The authors write, “The general slope for the [pedometer-plus-step-guidance] group was positive, averaging an increase of about 22 steps per week (P=0.27), whereas the slope was negative for the [pedometer-only] group, averaging a decline of about 37 steps per week (P=0.08).” This difference may be the result of a large increase in steps from baseline for the pedometer-only intervention group. The authors note, “The more gradual increase of the [pedometer-plus-step-guidance] group, guided by targets, may have led to greater adherence over time. It is also possible that the larger initial increase in the [pedometer-only] group led to higher levels of fatigue or symptoms that discouraged continued increases in activity.”
Additionally in their discussion, the authors note that they did not find clear evidence that incremental targets are more effective in increasing step counts than providing only a pedometer. They call for more research into how best to determine the most effective means of delivering the intervention and to identify individuals who may need the additional support or motivation of targets.

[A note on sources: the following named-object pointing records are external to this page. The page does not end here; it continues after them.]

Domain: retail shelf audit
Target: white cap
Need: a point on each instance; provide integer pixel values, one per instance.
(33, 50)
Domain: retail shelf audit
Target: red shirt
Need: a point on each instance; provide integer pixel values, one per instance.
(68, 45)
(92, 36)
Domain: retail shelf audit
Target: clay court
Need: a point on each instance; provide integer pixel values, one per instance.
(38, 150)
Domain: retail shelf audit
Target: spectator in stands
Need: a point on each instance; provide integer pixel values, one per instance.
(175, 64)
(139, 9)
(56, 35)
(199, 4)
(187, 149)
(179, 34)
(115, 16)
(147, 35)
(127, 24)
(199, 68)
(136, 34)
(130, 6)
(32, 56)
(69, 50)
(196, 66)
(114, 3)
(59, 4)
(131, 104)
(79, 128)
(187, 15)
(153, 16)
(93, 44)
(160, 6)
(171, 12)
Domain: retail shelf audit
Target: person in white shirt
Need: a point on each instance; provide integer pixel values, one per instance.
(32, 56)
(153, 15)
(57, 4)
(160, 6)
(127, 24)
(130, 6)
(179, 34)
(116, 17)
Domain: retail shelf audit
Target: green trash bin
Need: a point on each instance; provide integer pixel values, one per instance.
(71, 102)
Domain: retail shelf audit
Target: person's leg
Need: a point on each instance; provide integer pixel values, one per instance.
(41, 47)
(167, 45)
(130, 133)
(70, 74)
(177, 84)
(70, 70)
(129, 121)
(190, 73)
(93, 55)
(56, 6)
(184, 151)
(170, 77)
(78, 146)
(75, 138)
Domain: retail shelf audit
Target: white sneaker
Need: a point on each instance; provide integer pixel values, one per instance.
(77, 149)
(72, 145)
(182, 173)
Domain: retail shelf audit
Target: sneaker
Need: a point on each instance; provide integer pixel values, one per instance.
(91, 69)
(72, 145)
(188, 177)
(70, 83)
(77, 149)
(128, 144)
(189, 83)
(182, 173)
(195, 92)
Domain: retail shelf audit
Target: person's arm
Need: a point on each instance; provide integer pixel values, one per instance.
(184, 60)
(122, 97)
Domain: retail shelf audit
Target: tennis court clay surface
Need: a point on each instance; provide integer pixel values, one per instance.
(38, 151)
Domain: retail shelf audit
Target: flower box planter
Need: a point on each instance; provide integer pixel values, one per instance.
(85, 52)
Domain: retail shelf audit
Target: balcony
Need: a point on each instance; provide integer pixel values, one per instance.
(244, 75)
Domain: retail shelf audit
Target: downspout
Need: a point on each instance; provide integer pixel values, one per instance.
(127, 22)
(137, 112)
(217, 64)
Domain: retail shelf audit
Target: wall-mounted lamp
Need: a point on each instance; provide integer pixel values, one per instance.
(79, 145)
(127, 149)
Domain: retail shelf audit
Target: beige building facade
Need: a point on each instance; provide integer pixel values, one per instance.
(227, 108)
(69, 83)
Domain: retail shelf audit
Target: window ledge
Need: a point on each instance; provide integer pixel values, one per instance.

Fatigue: Mean changes in PROMIS fatigue scores from baseline to Week 21 were -1.6, -3.2 and -4.8 for the control, pedometer-only and pedometer-plus-step-guidance groups, respectively. “Although overall changes in fatigue scores were not significantly different between groups, both intervention groups significantly decreased fatigue levels, … with over 50% reporting clinically important decreases in fatigue,” write the authors.
Secondary outcomes: Researchers also found that function, pain and self-reported disease activity also improved in both intervention groups. Depressive symptoms were assessed with the eight-item version of the Patient Health Questionnaire and significantly decreased in the intervention groups, confirming that physical activity has a positive effect on depression in RA patients.
Katz P, Margaretten M, Gregorich S, et al. Physical activity to reduce fatigue in rheumatoid arthritis: A randomized controlled trial. Arthritis Care Res (Hoboken). 2018 Jan;70(01):1–10.